Reste une question cruciale, comment Zalando va-t-il recruter 1.500 personnes aux Pays-Bas alors que les articles se multiplient sur les media spécialisés pour mettre en lumière la pénurie de main d’œuvre chez nos voisins du Nord. Et bien là, cet excellent article de Gondola nous donne un début de réponse. Le succès de l’e-commerce aux Pays-Bas (plus de 16.000 emplois créés au cours de ces cinq dernières années) reposerait sur un recours massif à du personnel polonais détaché dans les centres logistiques. Est-ce là le genre de projets que nous voulons ? J’ose dire non. Nous voulons des projets permettant de faire sortir nos concitoyens de la précarité et du chômage et non pas des projets dans lesquels les travailleurs ne feraient pas tourner l’économie locale.

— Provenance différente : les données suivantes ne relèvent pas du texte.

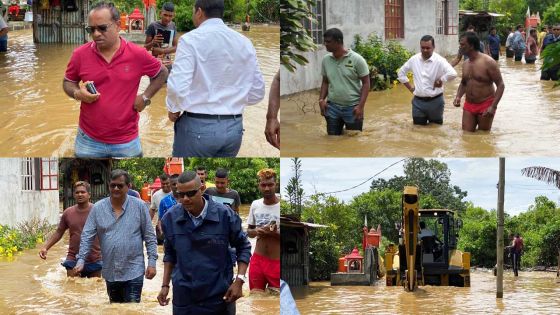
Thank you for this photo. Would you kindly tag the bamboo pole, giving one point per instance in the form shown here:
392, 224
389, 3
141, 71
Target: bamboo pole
500, 233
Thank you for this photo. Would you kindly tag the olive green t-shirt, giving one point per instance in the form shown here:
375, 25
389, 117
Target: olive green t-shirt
344, 77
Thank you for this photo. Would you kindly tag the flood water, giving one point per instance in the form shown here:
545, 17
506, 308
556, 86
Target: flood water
38, 119
530, 293
30, 285
526, 123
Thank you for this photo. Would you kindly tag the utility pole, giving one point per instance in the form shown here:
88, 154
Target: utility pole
500, 232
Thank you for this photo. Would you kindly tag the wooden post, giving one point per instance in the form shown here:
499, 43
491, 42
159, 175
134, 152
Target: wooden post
500, 233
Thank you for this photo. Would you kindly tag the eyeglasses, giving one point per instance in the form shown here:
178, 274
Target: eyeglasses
189, 193
101, 28
119, 186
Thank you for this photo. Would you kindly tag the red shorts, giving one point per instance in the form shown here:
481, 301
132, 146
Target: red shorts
263, 270
478, 108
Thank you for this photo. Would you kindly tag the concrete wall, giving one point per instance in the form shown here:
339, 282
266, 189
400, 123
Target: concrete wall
364, 17
18, 206
416, 14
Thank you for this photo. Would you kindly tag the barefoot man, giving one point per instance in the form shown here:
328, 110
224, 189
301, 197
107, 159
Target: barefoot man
480, 74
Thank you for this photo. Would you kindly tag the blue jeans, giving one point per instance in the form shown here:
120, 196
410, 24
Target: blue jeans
125, 291
222, 308
4, 44
425, 111
519, 54
86, 147
338, 116
89, 268
207, 137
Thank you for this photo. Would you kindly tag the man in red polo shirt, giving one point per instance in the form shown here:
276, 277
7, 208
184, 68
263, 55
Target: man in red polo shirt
109, 117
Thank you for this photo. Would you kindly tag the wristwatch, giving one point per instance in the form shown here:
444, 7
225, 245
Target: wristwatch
147, 101
241, 277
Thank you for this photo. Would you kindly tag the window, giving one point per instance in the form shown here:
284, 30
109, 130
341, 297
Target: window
447, 17
316, 28
49, 174
27, 182
39, 174
394, 19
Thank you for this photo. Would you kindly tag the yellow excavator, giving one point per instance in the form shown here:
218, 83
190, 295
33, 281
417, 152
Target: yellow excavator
427, 253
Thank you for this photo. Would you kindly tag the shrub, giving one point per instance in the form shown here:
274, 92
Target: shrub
25, 236
383, 58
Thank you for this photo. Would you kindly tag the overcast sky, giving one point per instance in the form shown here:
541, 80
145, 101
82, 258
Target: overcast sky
477, 176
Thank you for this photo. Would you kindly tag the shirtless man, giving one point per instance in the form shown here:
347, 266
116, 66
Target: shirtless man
263, 223
480, 74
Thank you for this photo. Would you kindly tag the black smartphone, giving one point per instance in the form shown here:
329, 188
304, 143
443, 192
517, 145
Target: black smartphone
91, 88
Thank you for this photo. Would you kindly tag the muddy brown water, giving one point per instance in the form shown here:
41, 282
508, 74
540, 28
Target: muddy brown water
526, 123
29, 285
530, 293
38, 119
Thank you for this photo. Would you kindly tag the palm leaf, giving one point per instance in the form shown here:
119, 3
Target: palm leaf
544, 174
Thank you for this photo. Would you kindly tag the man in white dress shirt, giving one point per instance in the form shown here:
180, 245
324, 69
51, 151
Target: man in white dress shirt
215, 75
430, 71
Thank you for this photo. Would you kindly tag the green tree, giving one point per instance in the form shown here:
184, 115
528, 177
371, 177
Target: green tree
293, 35
265, 10
327, 244
141, 170
478, 236
432, 178
381, 207
294, 190
552, 14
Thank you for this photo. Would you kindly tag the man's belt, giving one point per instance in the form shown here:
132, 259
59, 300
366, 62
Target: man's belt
428, 98
208, 116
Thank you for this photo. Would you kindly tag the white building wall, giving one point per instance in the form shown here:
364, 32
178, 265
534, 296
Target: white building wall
364, 17
18, 206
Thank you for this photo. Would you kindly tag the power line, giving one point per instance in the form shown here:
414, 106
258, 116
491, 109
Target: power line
365, 181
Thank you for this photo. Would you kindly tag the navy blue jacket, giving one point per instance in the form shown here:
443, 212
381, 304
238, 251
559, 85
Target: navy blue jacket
203, 268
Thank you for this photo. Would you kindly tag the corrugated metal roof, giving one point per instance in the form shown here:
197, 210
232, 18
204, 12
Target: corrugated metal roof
291, 222
482, 13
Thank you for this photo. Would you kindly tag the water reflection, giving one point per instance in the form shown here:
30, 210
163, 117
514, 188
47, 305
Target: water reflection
531, 292
525, 123
30, 285
38, 119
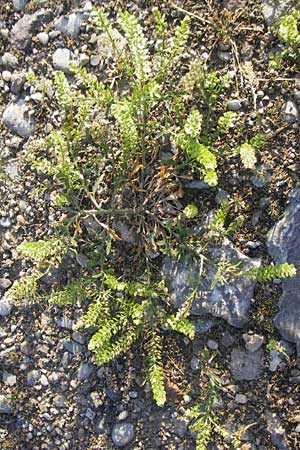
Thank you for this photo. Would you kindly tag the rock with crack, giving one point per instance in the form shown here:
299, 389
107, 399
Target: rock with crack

L’Echo écrit que « Il y aura un après Zalando » en Belgique ; je l’espère. J’appelle à une prise de conscience généralisée de chacun sur ses propres responsabilités ainsi qu’un changement de mindset nous rendant plus assertifs voire agressifs dans l’accueil d’investisseurs.

D’autres projets s’annoncent encore. La logistique en Wallonie a encore de beaux jours devant elle.